The new President

Ram Nath Kovind has been elected to be India’s 14th President. His election was a foregone conclusion and there is nothing earth-shattering about his victory. It is an occasion for the BJP and the RSS to rejoice because Kovind started his life as an RSS pracharak. The RSS can certainly be proud of the long way it has covered in over nine decades to have been able to send its man to the Rashtrapati Bhavan. The election has also exposed the fractured unity of the Opposition parties which are dreaming of capturing power in 2019 by defeating the BJP. There has been cross-voting in favour of Kovind on a large-scale – even in Mamata Banerjee’s West Bengal. If this is a portent of the shape of things to come in 2019, the Opposition either put their own house in order or give up the dream defeating the BJP.

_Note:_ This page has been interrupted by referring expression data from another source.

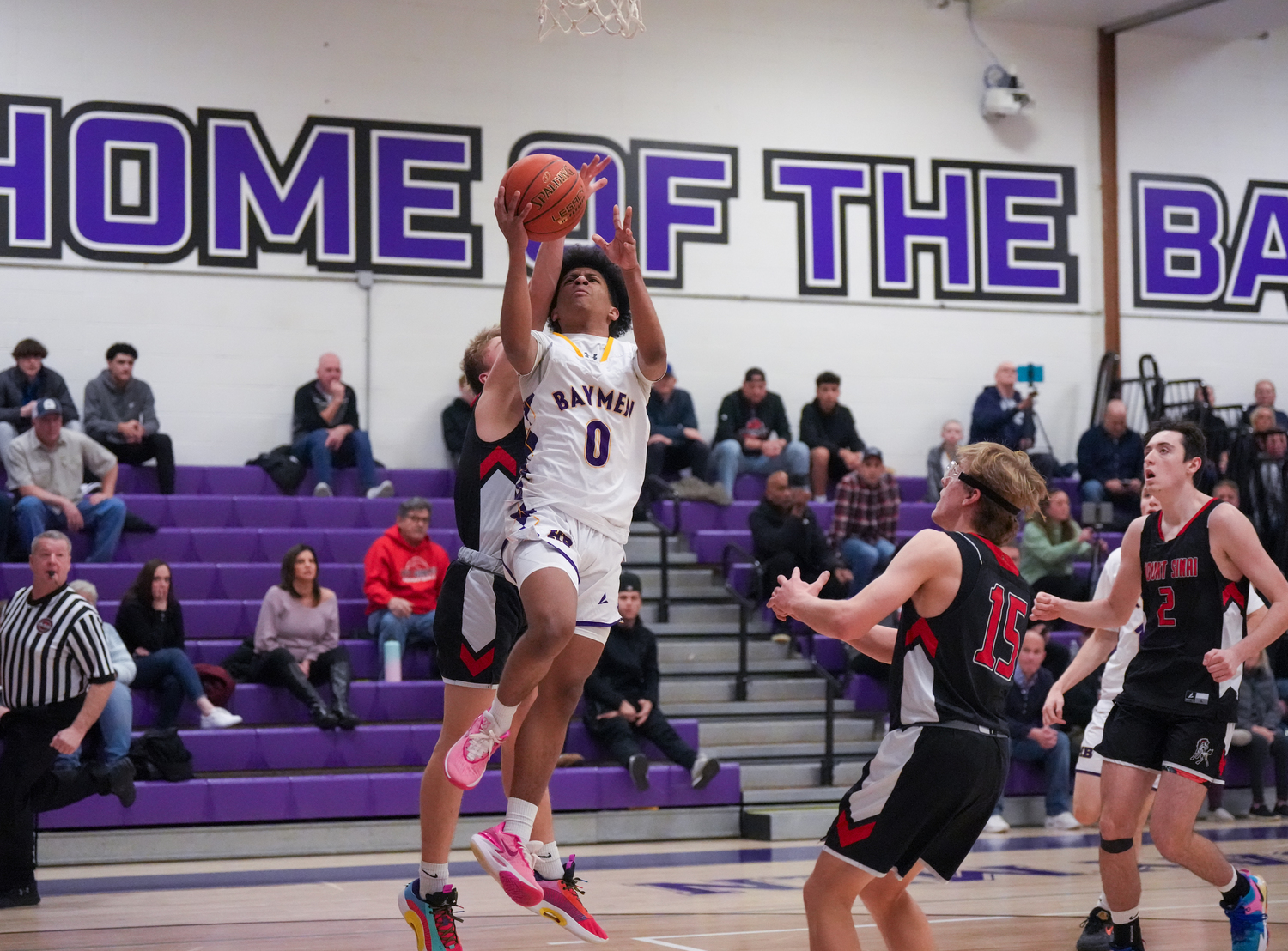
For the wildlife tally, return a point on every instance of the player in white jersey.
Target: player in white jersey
(585, 391)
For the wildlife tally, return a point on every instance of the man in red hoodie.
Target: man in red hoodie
(402, 577)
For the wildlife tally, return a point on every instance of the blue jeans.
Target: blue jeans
(863, 559)
(115, 722)
(102, 521)
(419, 628)
(357, 445)
(1056, 762)
(170, 672)
(729, 461)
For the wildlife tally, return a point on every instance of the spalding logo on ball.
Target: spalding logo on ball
(556, 191)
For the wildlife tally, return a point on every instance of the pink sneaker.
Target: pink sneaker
(562, 905)
(505, 858)
(466, 760)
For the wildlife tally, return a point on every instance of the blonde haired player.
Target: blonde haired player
(585, 391)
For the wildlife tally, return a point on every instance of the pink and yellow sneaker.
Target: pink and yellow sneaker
(562, 905)
(505, 858)
(466, 760)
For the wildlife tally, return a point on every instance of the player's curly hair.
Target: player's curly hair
(473, 365)
(1010, 476)
(594, 257)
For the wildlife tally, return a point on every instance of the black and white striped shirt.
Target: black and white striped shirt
(52, 649)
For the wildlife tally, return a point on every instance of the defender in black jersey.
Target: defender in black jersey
(1190, 564)
(925, 797)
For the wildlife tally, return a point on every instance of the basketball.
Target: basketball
(556, 190)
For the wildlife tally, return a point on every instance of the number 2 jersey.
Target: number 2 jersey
(1190, 608)
(957, 667)
(587, 430)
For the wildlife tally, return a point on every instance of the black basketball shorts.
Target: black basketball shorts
(1159, 742)
(478, 619)
(925, 796)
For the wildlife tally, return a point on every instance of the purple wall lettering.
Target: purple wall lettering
(129, 183)
(312, 191)
(26, 177)
(1177, 228)
(821, 185)
(1261, 252)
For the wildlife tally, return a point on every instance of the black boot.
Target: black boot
(307, 694)
(342, 675)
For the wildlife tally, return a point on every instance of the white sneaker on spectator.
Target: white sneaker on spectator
(1066, 821)
(219, 718)
(996, 824)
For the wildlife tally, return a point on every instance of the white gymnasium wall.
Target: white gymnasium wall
(224, 349)
(1218, 111)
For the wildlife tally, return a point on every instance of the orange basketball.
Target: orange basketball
(556, 193)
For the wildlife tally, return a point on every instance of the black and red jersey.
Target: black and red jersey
(957, 667)
(1190, 608)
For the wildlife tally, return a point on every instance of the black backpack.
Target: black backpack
(283, 469)
(160, 754)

The Congress which made much of the ‘ideological’ battle it was supposed to be fighting against communal politics by setting up Meira Kumar against Kovind will have to lick its wounds now. It has to explain to its members and supporters why Gujarat saw cross-voting to such a big extent in favour of Kovind. Pursuit of political power has nothing to do with any ‘ideology’. Cobbling together of a number of disparate political formations for power capturing cannot be passed off as a fight for any principle or ideology. The electorate is mature enough to see through the game. Unless the Opposition parties are able to arrive at an ideological and programmatic unity in the next few months – a unity which will carry conviction with the people – they will meet with a worse fate in 2019 than they did in 2014.
In a sense the Opposition should consider itself lucky that its candidate has lost. Article 74 of the Constitution, as amended by Indira Gandhi in 1976, made the President a rubber stamp of the Union Cabinet.  The amended Art 74 read that the President shall act according to the advice tendered to him by the Union Council of Ministers. If Meira Kumar had won, she would have found herself in the unenviable position of having to endorse every decision of the Modi government. She has escaped that humiliation. The result will be no different in the vice-presidential election, too. The Mahatma’s grandson may, after the result is out, have second thoughts whether the battle he was persuaded to fight was worth the candle. The battle is, however, far from over. The farmers, the dalits, the minorities, the jobless are fighting a common battle for creating an equitable society. It is for the Opposition parties to decide whether to join or keep away from this fight.